Oasen sind erquickende Ruhepunkte. Ich habe das Bild einer grünen Insel inmitten der Wüste vor Augen, voller üppig wachsender Pflanzen und quellenden Wassers. Ein Stützpunkt für Karawanen, die kommen und weiterziehen, ein Handelsplatz für Getreide, Gemüse und Früchte. Ein bewohnter Ort, Treffpunkt ankommender und wieder weiterziehender Menschen. In der Bibel, die so viel von der nomadischen Existenzweise des Volkes Israel und von Begegnungen Einzelner an Brunnen zu erzählen weiß, findet sich die epische Erinnerung an die Schöpfung der Oase Eden. Der Namen dieses Gottesgartens leitet sich von dem hebräischen Wort für »Wonne« ab.

Gelingen Rituale, so haben sie etwas Oasenhaftes, ja sogar etwas Paradiesisches an sich. Sie helfen uns anzukommen, aufgehoben zu sein, um dann wieder aufbrechen zu können. Rituale lassen uns erfahren, wie solche Kommunikationsinseln an den gegenseitigen Wegkreuzungen wirken können: Da ist der Fremde, der mich auf dem Bürgersteig freundlich grüßt und mich nach dem rechten Weg fragt, dessen Gruß ich erwidere, dem ich die Richtung weise und gutes Weiterkommen wünsche. Da kommt eine Frau geradewegs auf mich zu, vor der ich nicht auf die andere Straßenseite ausweiche, sondern die ich mit ihrem Namen grüße und der ich meine persönliche Anteilnahme am Tod ihrer Mutter zum Ausdruck bringe, der ich eine Weile zuhöre, bevor wir einander Adieu sagen müssen.

Solche Begebenheiten zünden im Alltag kleine Lichter an. Sie lassen erahnen, dass sich Rituale aus einer Begrüßung, einer verbindenden Gemeinsamkeit und einem Abschied zusammensetzen.
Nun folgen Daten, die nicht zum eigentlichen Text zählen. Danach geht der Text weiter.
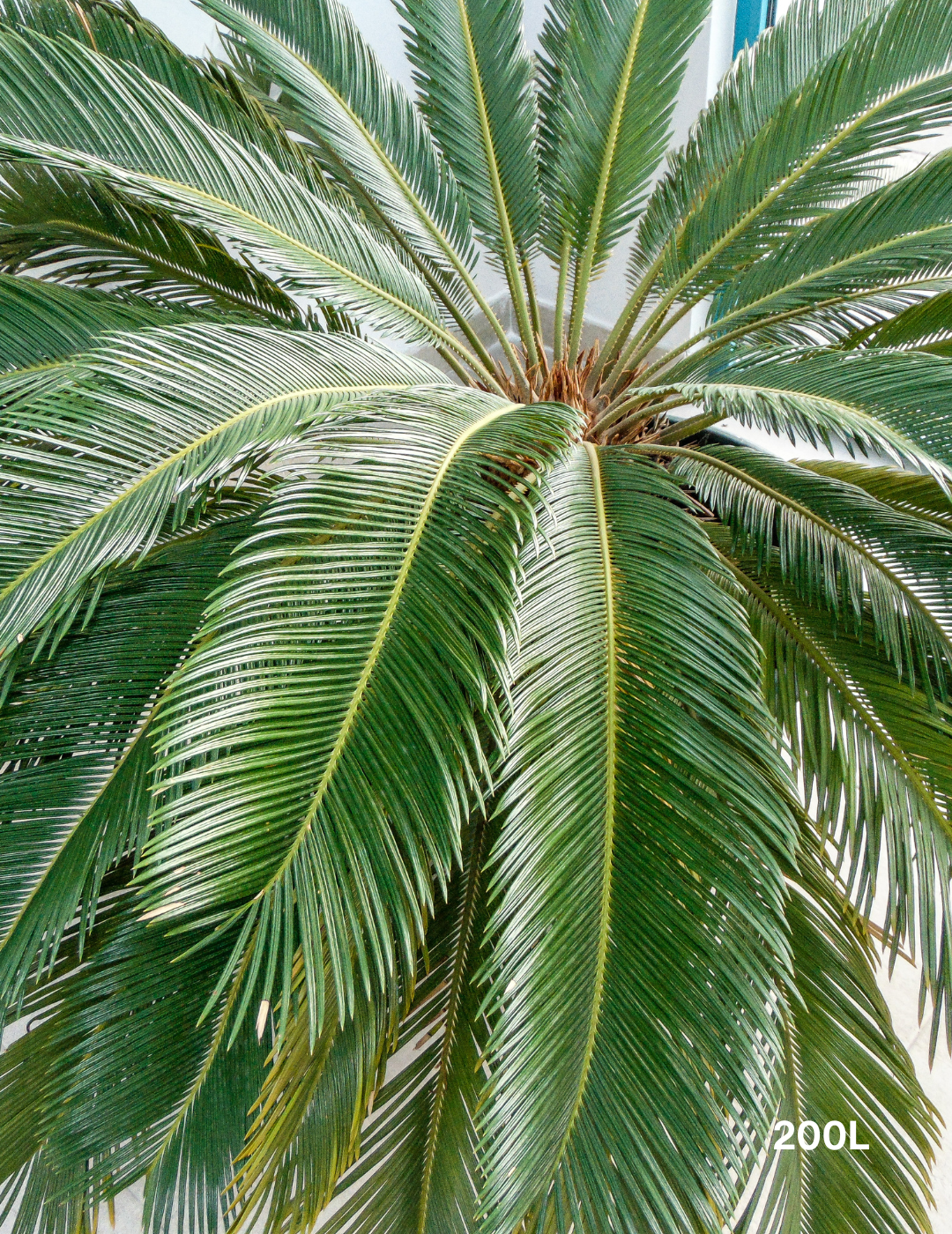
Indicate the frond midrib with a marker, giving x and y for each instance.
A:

Letztlich sind es diese drei menschlichen Grundsituationen, aus denen sich alle religiösen Riten, Bräuche und Gewohnheiten ableiten und auf die sie sich wieder zurückführen lassen: das Begrüßungsritual, das Gemeinschaftsritual, das Abschiedsritual.

Der Ritus der Begrüßung, der gottesdienstliche Wechselgruß des Pfarrers mit der Gemeinde – »Der Herr sei mit euch … und mit deinem Geist« – zeigt die Wurzeln dieses Rituals: Die gegenseitige Anrede wird großgeschrieben. In der Salutatio (Begrüßung) geht es um die Grundvoraussetzung, überhaupt beten zu können. Sie wird erst durch gegenseitige Vergewisserung möglich, durch die Bestätigung: Ich nehme dich wahr. Es mag verwundern, dass der ursprüngliche Sinn des Verbs grüßen auch die Bedeutung »angreifen« umfasste. Doch auch jemanden, den ich angreife, muss ich zunächst als Person wahrnehmen. Grüßen ist letztlich der Wunsch, auf Augenhöhe zu kommunizieren.
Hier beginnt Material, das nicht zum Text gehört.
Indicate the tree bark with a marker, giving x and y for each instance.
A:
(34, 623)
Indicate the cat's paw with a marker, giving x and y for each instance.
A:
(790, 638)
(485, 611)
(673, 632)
Das Gemeinschaftsritual zwischen Gruß und Abschied findet seinen Ausdruck oft im Symbol des Bettes. Das Bett kann das Lager einander zärtlich Liebender sein. Eltern vermögen mit einem Einschlafritual am Bett ihres Kindes – etwa durch ein Lied, eine Geschichte oder ein Gebet – das Kinderzimmer in ein Schlafzimmer zu verwandeln. Das Betteines Sterbenden, an dem ein Psalm gelesen oder gebetet wird, kann zum guten Ort eines letzten Abschieds werden. Auch dem Tisch kommt eine ähnliche Symbolkraft zu. An ihm kommen Menschen zusammen, um sich auseinanderzusetzen und um auch wieder friedlich auseinandergehen zu können. Freunde, von deren Sorgen man gehört hat, werden spontan an den Abendbrottisch gebeten, damit man ihnen zuhören, mit ihnen ihren Kummer teilen und gemeinsam beraten kann, ohne gleich Bescheid wissen zu müssen.

Das Abschiedsritual erst erlaubt, auseinanderzugehen und die Begegnung wiederholen zu können. Im Sprachgebrauch klingt dabei noch viel an. »Auf Wiedersehen, Wiederschauen« zielt einfach auf eine erneute Begegnung ab. »Bis bald«, das englische »Bye-bye« sowie das italienische »Ciao« tragen die gleiche Bedeutung wie »Gehab dich wohl, leb wohl, mach’s gut«. Das lateinische »Servus« drückt Ergebenheit aus: »Ihr Diener«. »Ade, Adieu, Tschüs« gehen auf das lateinische »ad deum« zurück und bedeuten: »Ich befehle dich Gott« oder »Behüt dich Gott«.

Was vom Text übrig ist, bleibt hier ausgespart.